1989 seçimlerinden itibaren ordu, ülkenin siyasi geleceğini resmen seçilecek sivillere bırakmıştı. Pinochet hiçbir adayı alenen desteklemedi. Eski diktatörlük bakanı Hernán Büchi , iki sağ parti olan RN ve UDI'nin adayı olarak cumhurbaşkanlığına aday oldu . Çok az siyasi tecrübesi vardı ve nispeten genç (40 yıl) bir teknokrattı , Şili'nin 1980'lerin ikinci yarısındaki iyi ekonomik performansından dolayı itibar görüyordu. Sağ partiler seçimlerde çeşitli sorunlarla karşı karşıya kaldı: RN ve UDI arasında kayda değer bir iç çekişme vardı, Büchi cumhurbaşkanlığına aday olmayı isteksizce kabul etmişti ve sağcı politikacılar Pinochet rejimine karşı konumlarını belirlemek için mücadele ettiler. Buna ek olarak sağcı popülist Francisco Javier Errázuriz Talavera bağımsız olarak cumhurbaşkanlığına aday oldu ve Büchi'nin yerine getiremeyeceği birçok seçim sözü verdi.
Merkez sol koalisyon Concertación oldukça birleşik ve kendinden emindi. Adayı Hıristiyan Demokrat Patricio Aylwin , kazanmış gibi davrandı ve Büchi ile ikinci bir televizyon tartışmasını reddetti. Büchi, Aylwin'e %20'lik enflasyon oranının çok fazla olmadığına dair yaptığı bir açıklamayla saldırdı ve ayrıca Aylwin'i Concertación'un parçası olmayan Şili Komünist Partisi ile gizli anlaşmalar yapmakla suçladı . Aylwin, insan hakları ihlallerini netleştirme ihtiyacı hakkında güçlü bir şekilde konuştu, ancak bunun için diktatörlükle yüzleşmedi, aksine Büchi, rejim işbirlikçisi olarak insan hakları ihlalleriyle uğraşırken herhangi bir inandırıcılıktan yoksundu.

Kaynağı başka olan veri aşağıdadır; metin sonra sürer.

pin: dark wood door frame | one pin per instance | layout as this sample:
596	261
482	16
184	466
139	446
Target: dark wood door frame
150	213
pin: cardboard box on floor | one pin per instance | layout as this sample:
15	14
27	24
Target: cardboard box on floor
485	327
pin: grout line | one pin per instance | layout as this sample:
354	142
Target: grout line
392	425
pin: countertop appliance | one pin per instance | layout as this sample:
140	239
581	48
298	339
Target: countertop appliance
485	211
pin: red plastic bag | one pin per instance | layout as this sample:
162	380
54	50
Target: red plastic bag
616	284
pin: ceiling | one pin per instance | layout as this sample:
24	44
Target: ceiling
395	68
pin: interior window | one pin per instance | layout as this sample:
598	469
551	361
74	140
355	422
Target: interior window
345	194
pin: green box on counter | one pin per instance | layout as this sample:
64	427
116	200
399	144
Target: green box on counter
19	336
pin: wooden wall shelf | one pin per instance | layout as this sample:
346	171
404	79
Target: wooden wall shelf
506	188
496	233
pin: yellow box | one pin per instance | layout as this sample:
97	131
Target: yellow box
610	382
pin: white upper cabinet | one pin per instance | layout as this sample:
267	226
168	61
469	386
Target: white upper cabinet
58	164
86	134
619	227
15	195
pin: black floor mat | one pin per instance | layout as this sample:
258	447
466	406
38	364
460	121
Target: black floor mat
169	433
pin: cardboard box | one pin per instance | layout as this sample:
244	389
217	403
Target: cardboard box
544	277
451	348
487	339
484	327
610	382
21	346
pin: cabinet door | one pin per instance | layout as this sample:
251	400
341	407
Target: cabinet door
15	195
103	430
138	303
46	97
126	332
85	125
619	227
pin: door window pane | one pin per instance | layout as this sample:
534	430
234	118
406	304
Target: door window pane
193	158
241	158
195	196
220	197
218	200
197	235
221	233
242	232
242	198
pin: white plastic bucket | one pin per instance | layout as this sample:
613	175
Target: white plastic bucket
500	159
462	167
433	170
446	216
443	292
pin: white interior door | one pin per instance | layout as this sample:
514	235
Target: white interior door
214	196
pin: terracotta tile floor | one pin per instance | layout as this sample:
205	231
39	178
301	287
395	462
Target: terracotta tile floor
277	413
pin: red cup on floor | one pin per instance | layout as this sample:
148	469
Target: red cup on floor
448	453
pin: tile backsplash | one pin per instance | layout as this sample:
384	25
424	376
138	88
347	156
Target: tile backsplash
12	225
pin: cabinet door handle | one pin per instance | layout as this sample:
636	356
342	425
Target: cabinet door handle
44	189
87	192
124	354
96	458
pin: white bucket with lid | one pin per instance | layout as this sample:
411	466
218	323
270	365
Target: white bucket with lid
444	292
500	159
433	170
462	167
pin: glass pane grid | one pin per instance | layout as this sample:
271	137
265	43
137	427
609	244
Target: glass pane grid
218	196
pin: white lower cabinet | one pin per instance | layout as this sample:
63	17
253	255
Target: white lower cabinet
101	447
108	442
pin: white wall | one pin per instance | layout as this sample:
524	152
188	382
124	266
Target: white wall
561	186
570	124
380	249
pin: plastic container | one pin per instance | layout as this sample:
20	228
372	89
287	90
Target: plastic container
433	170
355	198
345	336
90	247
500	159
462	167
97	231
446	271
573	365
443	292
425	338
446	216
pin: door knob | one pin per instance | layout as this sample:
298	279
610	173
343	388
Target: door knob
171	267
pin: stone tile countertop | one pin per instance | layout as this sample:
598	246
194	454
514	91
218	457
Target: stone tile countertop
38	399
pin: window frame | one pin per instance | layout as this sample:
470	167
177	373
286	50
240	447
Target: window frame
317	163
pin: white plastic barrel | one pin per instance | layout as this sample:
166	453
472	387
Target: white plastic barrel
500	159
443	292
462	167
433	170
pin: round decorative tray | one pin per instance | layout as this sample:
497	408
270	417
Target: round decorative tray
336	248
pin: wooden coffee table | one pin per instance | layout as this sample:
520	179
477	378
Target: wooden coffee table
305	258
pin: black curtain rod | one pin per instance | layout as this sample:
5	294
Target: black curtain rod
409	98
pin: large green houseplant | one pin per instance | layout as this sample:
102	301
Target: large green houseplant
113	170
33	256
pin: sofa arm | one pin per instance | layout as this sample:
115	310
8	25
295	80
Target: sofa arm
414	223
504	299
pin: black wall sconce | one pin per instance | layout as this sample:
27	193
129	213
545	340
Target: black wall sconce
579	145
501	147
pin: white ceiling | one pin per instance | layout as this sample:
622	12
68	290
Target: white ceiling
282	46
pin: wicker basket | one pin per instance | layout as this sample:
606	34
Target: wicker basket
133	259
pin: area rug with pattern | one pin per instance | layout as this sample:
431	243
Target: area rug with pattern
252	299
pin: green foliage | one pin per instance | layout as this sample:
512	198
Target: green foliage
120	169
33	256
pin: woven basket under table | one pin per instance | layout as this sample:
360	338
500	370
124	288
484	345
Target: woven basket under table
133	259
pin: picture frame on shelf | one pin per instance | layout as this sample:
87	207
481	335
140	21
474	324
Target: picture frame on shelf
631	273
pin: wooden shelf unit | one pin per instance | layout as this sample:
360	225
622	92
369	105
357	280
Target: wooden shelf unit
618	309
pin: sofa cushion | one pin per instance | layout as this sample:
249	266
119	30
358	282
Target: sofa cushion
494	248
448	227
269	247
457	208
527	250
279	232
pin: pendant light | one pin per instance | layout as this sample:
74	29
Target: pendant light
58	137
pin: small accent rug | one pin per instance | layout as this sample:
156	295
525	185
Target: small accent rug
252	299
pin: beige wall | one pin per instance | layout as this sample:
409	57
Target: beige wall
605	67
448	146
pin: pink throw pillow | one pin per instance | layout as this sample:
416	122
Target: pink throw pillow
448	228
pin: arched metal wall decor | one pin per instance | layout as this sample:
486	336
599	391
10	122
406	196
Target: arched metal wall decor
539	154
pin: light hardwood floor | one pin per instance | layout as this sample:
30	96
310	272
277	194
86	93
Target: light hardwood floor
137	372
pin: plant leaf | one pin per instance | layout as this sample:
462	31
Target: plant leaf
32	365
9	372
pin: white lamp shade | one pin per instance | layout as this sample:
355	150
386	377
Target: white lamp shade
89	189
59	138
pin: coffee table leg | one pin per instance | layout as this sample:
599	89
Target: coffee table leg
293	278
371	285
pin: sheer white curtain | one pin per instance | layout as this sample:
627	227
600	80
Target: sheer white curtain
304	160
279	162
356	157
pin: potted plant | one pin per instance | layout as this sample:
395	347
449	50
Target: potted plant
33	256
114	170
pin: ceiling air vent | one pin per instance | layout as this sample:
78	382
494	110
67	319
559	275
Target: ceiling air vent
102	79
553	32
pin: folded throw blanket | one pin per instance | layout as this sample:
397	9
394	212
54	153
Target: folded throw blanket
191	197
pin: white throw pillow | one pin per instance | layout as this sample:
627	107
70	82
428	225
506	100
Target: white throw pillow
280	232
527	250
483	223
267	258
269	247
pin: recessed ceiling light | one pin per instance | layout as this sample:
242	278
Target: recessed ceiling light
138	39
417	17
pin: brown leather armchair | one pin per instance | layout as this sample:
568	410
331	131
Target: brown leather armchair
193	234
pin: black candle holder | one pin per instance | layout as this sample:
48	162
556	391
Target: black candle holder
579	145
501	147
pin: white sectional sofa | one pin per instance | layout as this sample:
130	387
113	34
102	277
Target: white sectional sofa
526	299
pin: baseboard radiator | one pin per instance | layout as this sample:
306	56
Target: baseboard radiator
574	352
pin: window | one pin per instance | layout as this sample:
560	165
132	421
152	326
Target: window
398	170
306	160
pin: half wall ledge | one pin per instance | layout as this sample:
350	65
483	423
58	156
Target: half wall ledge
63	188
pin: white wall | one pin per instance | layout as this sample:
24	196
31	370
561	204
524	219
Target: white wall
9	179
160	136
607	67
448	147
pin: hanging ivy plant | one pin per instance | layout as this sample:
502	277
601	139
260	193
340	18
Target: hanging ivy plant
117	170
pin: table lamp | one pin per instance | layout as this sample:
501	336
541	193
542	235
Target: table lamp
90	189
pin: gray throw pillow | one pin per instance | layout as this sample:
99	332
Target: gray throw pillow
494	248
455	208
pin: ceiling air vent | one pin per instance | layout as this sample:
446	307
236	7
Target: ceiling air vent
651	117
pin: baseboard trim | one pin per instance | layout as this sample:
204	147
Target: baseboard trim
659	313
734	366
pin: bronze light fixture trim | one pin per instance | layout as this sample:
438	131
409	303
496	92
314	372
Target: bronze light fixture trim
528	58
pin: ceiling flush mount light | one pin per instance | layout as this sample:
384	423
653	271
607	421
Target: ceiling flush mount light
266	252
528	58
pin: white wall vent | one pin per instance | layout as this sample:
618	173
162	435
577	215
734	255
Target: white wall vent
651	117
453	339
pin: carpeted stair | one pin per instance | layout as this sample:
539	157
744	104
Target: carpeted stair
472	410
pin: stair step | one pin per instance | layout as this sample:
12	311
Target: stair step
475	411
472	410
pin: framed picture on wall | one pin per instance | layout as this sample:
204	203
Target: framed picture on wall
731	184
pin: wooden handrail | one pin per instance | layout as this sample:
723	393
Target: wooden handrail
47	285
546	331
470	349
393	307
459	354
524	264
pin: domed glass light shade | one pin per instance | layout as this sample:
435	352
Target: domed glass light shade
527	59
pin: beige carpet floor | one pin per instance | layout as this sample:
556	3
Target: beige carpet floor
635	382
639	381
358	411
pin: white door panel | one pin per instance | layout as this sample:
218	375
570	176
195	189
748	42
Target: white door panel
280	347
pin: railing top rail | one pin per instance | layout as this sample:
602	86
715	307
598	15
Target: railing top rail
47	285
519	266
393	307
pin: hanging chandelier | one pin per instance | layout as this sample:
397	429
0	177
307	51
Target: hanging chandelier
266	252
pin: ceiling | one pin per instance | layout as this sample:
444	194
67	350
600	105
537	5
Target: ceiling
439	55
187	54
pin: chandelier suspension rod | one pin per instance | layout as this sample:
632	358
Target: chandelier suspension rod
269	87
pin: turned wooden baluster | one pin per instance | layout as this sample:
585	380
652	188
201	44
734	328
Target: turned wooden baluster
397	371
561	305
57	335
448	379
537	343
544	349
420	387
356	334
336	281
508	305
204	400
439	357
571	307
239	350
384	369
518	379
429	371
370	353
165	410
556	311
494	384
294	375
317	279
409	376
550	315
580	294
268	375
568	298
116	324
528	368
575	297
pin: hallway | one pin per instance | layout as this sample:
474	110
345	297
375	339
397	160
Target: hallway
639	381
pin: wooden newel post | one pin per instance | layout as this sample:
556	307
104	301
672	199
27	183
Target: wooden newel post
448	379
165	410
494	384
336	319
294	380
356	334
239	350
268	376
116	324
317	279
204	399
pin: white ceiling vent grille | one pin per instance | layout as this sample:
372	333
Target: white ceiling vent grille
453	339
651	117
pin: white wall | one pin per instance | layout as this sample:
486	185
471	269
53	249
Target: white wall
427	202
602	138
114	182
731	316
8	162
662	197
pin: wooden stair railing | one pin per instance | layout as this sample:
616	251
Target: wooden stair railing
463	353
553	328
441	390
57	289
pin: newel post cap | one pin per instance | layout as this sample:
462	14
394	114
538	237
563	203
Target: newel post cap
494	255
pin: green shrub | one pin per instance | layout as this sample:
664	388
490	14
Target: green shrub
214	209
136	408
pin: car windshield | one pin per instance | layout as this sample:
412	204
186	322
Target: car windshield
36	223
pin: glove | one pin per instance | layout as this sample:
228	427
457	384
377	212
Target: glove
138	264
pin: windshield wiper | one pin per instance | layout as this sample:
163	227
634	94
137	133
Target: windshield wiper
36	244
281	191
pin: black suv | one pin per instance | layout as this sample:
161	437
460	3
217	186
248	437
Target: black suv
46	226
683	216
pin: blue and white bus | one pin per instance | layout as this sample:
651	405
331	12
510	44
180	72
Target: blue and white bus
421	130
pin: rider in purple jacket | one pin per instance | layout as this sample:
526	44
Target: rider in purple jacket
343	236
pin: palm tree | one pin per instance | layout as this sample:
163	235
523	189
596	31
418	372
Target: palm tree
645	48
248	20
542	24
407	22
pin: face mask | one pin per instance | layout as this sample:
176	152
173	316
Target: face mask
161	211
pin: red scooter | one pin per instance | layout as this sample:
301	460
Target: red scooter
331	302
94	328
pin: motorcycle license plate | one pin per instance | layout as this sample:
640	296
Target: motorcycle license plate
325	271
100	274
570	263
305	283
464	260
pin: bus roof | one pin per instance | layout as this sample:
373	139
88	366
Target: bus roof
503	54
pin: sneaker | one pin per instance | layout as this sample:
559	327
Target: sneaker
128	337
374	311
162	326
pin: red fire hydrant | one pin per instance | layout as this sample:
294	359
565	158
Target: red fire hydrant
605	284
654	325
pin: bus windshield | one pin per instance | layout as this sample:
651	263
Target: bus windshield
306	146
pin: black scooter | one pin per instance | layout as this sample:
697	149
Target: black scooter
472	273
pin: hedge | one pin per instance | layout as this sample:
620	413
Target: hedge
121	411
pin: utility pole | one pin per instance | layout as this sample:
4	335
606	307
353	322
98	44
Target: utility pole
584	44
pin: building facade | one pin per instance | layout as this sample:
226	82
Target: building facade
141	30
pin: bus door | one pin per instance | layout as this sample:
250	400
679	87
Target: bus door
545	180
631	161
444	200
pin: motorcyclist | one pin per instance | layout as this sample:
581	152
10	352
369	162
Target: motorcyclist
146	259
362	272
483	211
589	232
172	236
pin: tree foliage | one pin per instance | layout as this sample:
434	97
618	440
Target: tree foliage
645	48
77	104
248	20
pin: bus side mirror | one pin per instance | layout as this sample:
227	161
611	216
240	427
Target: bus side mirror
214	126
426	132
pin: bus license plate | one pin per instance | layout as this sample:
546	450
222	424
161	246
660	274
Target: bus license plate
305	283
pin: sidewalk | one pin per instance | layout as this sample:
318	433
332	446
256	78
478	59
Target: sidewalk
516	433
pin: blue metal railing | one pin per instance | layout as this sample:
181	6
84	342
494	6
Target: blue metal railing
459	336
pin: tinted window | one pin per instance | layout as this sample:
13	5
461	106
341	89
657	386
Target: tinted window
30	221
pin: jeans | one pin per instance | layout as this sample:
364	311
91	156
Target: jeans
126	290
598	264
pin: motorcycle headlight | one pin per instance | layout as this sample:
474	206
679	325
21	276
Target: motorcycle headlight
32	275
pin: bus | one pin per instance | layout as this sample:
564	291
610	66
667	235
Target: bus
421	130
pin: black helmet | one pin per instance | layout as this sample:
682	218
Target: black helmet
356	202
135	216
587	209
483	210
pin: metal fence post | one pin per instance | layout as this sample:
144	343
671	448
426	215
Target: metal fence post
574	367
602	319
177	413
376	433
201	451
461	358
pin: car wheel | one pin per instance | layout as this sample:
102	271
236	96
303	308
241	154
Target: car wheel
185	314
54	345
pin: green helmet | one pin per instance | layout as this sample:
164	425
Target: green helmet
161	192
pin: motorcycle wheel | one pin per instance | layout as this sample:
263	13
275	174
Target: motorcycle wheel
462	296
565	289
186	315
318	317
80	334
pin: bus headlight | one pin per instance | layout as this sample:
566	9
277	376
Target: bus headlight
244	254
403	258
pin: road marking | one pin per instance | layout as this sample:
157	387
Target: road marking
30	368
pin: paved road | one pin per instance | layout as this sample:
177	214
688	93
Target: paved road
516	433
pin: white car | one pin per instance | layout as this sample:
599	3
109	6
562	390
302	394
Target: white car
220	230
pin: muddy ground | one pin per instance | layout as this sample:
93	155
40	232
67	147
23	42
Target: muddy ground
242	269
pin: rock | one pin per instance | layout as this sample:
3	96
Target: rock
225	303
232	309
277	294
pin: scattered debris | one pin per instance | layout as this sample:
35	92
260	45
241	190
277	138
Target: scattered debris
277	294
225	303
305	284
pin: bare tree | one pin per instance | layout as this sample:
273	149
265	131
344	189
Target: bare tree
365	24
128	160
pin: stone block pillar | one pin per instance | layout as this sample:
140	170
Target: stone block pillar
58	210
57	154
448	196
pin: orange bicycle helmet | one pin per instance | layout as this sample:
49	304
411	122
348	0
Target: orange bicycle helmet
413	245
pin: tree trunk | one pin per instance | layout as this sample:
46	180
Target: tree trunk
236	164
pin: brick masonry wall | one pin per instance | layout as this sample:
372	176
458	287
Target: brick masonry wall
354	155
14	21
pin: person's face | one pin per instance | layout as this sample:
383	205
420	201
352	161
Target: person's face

Büchi ve Errázuriz, Patricio Aylwin'e yenildi. Seçim sistemi, büyük ölçüde Pinochet sempatizanı olan sağın, anayasada yapılacak herhangi bir reformu engelleyebilecek şekilde parlamentoda aşırı temsil edilmesi anlamına geliyordu. Bu aşırı temsil, UDI'nin parlamentoda yer edinmesi ve siyasi geleceğini güvence altına alması için çok önemliydi. Pinochet, seçimden memnun olduğunu açıkladı. Aşırı sol ve aşırı sağ seçimlerde kötü performans gösterdi.